Job creation depends on increase in investment, which itself is contingent upon business expectations. Despite signs of economic recovery, firms may be reluctant to step up investment, either because they deem the recovery to be fragile or because of a volatile political environment, they are not willing to undertake productive investment and instead invest their capital in the stock market. As productive investment does not go up, job creation is halted and the economy faces jobless growth.
The jobless growth phenomenon is supported by the following data, which are taken from the Global Employment Trends 2011, an ILO publication.
The global economy grew by 5.3 in 2007, 2.8 in 2008, contracted by 0.6 in 2009 and then rebound to grow by 4.8 per cent in 2010. However, employment grew by 1.8 in 2007, 1.5 in 2008, 0.7 in 2009 and 1.3 per cent in 2010. During these four years, the global unemployment rate was 5.6, 5.7, 6.3 and 6.2 per cent.
This shows the growth of employment has positively responded while the unemployment rate has responded negatively to economic growth or contraction. However, the employment growth has significantly lagged behind the economic growth. In particular, in 2010 the world real GDP grew by 4.8 but the employment grew only by 1.3 per cent. Similarly, despite a healthy economic growth in 2010, the unemployment rate came down by only one percentage point.
Global employment-population ratio has also responded to the GDP growth. For instance, the ratio declined from 61.7 in 2007 to 61.6 in 2008 and to 61.2 per cent in 2009 in keeping with the economic slowdown.
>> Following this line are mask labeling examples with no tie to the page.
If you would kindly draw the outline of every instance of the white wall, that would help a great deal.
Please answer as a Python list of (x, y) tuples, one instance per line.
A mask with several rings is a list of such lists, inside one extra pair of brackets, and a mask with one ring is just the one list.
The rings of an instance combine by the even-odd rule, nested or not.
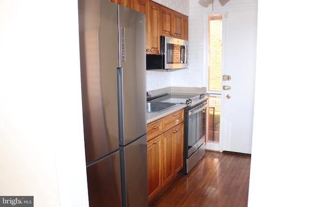
[(0, 195), (88, 206), (78, 2), (0, 1)]
[(249, 207), (309, 206), (307, 6), (300, 0), (258, 4)]

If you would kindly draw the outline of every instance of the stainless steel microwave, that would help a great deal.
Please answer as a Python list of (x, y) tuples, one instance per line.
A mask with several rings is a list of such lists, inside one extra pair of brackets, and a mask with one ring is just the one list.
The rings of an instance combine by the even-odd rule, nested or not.
[(160, 54), (146, 55), (146, 69), (187, 68), (188, 47), (187, 40), (161, 36)]

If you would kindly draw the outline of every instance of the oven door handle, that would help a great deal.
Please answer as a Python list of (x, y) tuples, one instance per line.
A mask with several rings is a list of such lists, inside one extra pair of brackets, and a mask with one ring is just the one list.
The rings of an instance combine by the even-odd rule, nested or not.
[(202, 110), (205, 110), (206, 108), (206, 104), (204, 104), (203, 106), (202, 106), (202, 107), (199, 108), (198, 109), (195, 109), (192, 111), (189, 111), (188, 115), (190, 116), (191, 115), (195, 114), (195, 113), (197, 113), (201, 111)]

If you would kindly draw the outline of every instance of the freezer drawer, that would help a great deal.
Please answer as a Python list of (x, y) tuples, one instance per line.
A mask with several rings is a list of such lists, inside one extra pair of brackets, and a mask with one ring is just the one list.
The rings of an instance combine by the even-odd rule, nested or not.
[(87, 168), (90, 207), (121, 207), (120, 152)]
[(120, 147), (123, 199), (127, 207), (147, 207), (147, 147), (146, 135)]

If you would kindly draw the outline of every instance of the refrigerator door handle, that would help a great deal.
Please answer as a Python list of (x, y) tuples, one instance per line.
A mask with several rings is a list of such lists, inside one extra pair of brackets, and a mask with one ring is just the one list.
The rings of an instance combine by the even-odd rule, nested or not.
[(123, 67), (117, 68), (117, 105), (118, 108), (119, 137), (120, 145), (124, 145), (124, 106), (123, 105)]

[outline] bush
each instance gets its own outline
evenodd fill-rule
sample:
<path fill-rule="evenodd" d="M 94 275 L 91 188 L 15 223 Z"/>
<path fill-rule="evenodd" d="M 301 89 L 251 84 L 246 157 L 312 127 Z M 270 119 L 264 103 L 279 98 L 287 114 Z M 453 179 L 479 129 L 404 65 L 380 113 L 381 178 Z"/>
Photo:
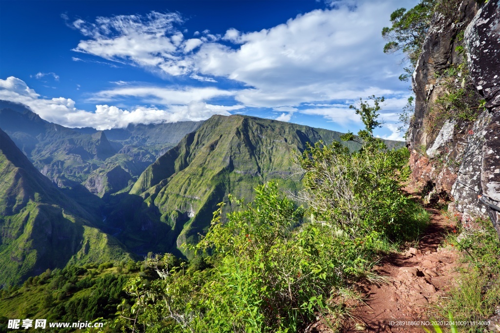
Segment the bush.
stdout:
<path fill-rule="evenodd" d="M 330 146 L 318 142 L 299 158 L 304 172 L 305 190 L 300 198 L 310 208 L 315 220 L 338 228 L 351 237 L 372 232 L 394 240 L 404 238 L 402 233 L 410 206 L 402 190 L 410 174 L 408 149 L 388 150 L 372 131 L 382 98 L 370 98 L 374 106 L 361 102 L 356 110 L 366 125 L 356 138 L 352 134 L 346 140 L 360 140 L 358 152 L 350 152 L 340 143 Z"/>

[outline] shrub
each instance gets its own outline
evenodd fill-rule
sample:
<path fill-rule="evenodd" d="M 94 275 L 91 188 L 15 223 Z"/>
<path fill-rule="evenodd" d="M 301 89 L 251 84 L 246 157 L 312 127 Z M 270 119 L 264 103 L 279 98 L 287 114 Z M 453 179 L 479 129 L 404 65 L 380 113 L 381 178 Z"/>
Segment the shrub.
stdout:
<path fill-rule="evenodd" d="M 375 232 L 393 240 L 402 234 L 410 209 L 402 182 L 408 178 L 408 149 L 388 150 L 374 138 L 380 126 L 376 112 L 382 98 L 370 98 L 374 106 L 362 101 L 356 110 L 366 126 L 358 138 L 349 133 L 343 139 L 360 140 L 358 152 L 350 152 L 339 142 L 310 146 L 300 157 L 306 190 L 300 198 L 310 208 L 316 220 L 338 227 L 352 237 Z"/>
However, in 2010, the ratio continued to fall despite 4.8 per cent economic growth. Similarly, the number of unemployed persons went up from 177.3 million in 2007 to 182.9 million in 2008. In 2009, the number of unemployed persons sharply hiked to 205.2 million reflection economic contraction in the same year. However, in 2010, the number of the unemployed only marginally decreased to 205 milliondespite significant economic growth.